The term “physician compensation” could be among the top phrases in health care this year. The plan that would replace a fee scale that compensated doctors more for seeing sicker patients with a flat-fee model that reimburses them at the same or similar rates regardless of the condition being treated or complexity of the visit has been introduced.
Steps You May Need to Take:
The majority of today’s compensation plans are still heavily production based and measured by relative value units, clinic visits, or panel size, with just a small proportion of incentive based on quality, access, or patient satisfaction. Going forward, these compensation plans will need to be updated and revised to encourage the practice habits that will drive quality and performance.
Involve all your clinicians now
The vast majority of organizations are not engaging with clinicians to implement the necessary day-to-day practice changes that will allow them to meet new quality goals, and that is setting their clinicians up for a rocky, and potentially expensive, transition to MIPS-based payments.

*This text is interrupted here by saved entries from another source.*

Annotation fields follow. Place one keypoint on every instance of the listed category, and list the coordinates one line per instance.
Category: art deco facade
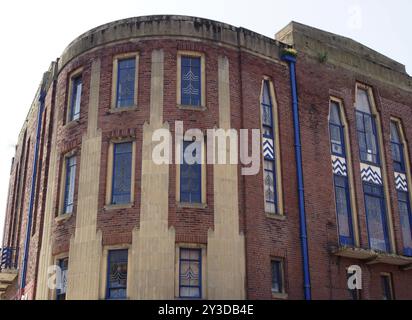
(88, 204)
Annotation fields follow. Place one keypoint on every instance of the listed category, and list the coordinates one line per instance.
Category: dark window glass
(387, 290)
(117, 274)
(76, 97)
(343, 210)
(376, 217)
(122, 173)
(277, 276)
(62, 279)
(406, 221)
(69, 184)
(191, 86)
(126, 83)
(191, 173)
(190, 273)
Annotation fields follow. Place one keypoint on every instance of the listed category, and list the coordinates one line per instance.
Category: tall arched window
(340, 174)
(371, 171)
(270, 147)
(402, 176)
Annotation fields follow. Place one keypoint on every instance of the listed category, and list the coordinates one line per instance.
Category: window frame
(384, 217)
(200, 262)
(388, 277)
(115, 80)
(277, 172)
(179, 153)
(192, 54)
(63, 177)
(58, 262)
(110, 172)
(78, 73)
(107, 282)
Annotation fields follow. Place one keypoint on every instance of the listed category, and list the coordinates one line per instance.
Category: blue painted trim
(33, 190)
(298, 151)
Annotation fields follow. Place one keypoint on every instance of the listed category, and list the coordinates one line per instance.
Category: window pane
(76, 98)
(387, 288)
(191, 81)
(362, 101)
(375, 213)
(122, 173)
(126, 82)
(277, 277)
(191, 174)
(69, 184)
(190, 276)
(335, 114)
(406, 221)
(117, 274)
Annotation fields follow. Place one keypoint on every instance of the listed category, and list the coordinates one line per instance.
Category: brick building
(88, 205)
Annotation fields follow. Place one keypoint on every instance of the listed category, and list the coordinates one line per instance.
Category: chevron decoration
(401, 182)
(268, 149)
(371, 174)
(339, 166)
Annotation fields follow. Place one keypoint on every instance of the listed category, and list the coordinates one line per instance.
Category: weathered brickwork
(251, 57)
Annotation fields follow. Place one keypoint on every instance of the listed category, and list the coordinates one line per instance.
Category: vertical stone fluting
(226, 246)
(86, 244)
(153, 248)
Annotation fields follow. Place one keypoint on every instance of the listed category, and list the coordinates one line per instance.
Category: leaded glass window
(62, 279)
(69, 184)
(191, 86)
(268, 146)
(277, 276)
(76, 96)
(343, 210)
(366, 128)
(387, 289)
(191, 173)
(397, 149)
(126, 78)
(376, 217)
(117, 274)
(122, 173)
(190, 273)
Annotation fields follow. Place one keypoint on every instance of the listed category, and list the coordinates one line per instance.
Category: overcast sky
(33, 33)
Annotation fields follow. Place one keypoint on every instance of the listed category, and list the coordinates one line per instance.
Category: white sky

Practice changes that will help clinicians meet new goals include:
- More rigorous application of evidence-based medicine pathways to standardize treatment regimens, thus ensuring both their efficacy and efficiency
- Improved application of electronic technology to improve the clinician’s care and efficiency
- Better delegation of routine tasks to other office personnel and constant attention to proactively identifying and meeting the needs of their “attributed” patient population
- Move your current compensation system heavily in the direction of rewarding for value
To align behavior with expected outcomes and performance, a substantial part of total market competitive compensation – 20 to 25 percent – should be dependent on adherence to evidence-based medicine pathways and a small number of the other parameters in MIPS.

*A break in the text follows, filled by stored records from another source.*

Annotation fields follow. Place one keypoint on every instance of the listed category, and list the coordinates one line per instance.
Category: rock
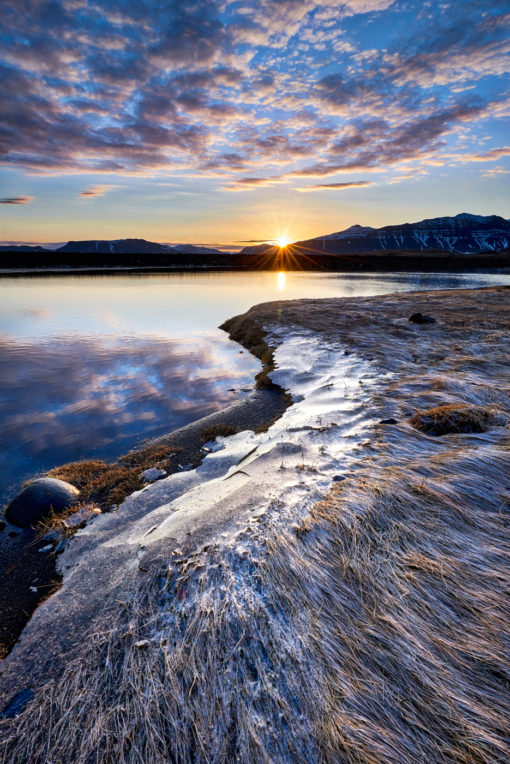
(38, 499)
(152, 474)
(420, 318)
(81, 516)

Be mindful of real-time performance payments
The proposed regulations suggest that poor performance at a group or organizational level be translated into individual compensation and not held solely at the group or corporate level. Given this, organizations must be thoughtful about the timing, conditions for, and amounts of any interim real-time performance payments – pending the final determination of any changes to Medicare payments.
Step up your EHR game
There is a need to feed performance back to clinicians on an annual schedule, but that is no substitute for real-time reporting. Medical groups and hospitals should take the lead on monitoring clinician behavior and providing feedback which will emphasize on the functionality of the electronic health record and the robustness of its reporting capability.
In addition, any compensation plan that focuses on the quality standards established by MIPS will depend on clinicians fully utilizing appropriately configured Certified EHR Technology (CEHRT). Hence, EHRs most likely will have to be reconfigured to “optimize” to the specialty; and get the documentation done with MIPS requirements for reporting.

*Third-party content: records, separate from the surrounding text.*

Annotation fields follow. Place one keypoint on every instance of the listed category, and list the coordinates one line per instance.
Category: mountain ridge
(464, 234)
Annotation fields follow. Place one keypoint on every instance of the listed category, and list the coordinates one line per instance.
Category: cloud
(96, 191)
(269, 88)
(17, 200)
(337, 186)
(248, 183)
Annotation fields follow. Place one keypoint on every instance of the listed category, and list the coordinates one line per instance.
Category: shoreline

Be mindful of anti-kickback and other statutes in your redesign
New plan designs must be very mindful of the Stark Law, the Anti-Kickback Statute and IRC 4958, which prohibit payment-for-referrals and ensure physicians are not overcompensated based on nationally derived and specialty-focused survey data.
Due to the regulatory concerns around physician compensation and the myriad complexities of compensating these highly skilled and sometimes specialized and unique providers, maintaining consistent oversight can be challenging. Establishing some routine scheduled maintenance can make it significantly easier to ensure that your organization’s physician compensation program remains on track.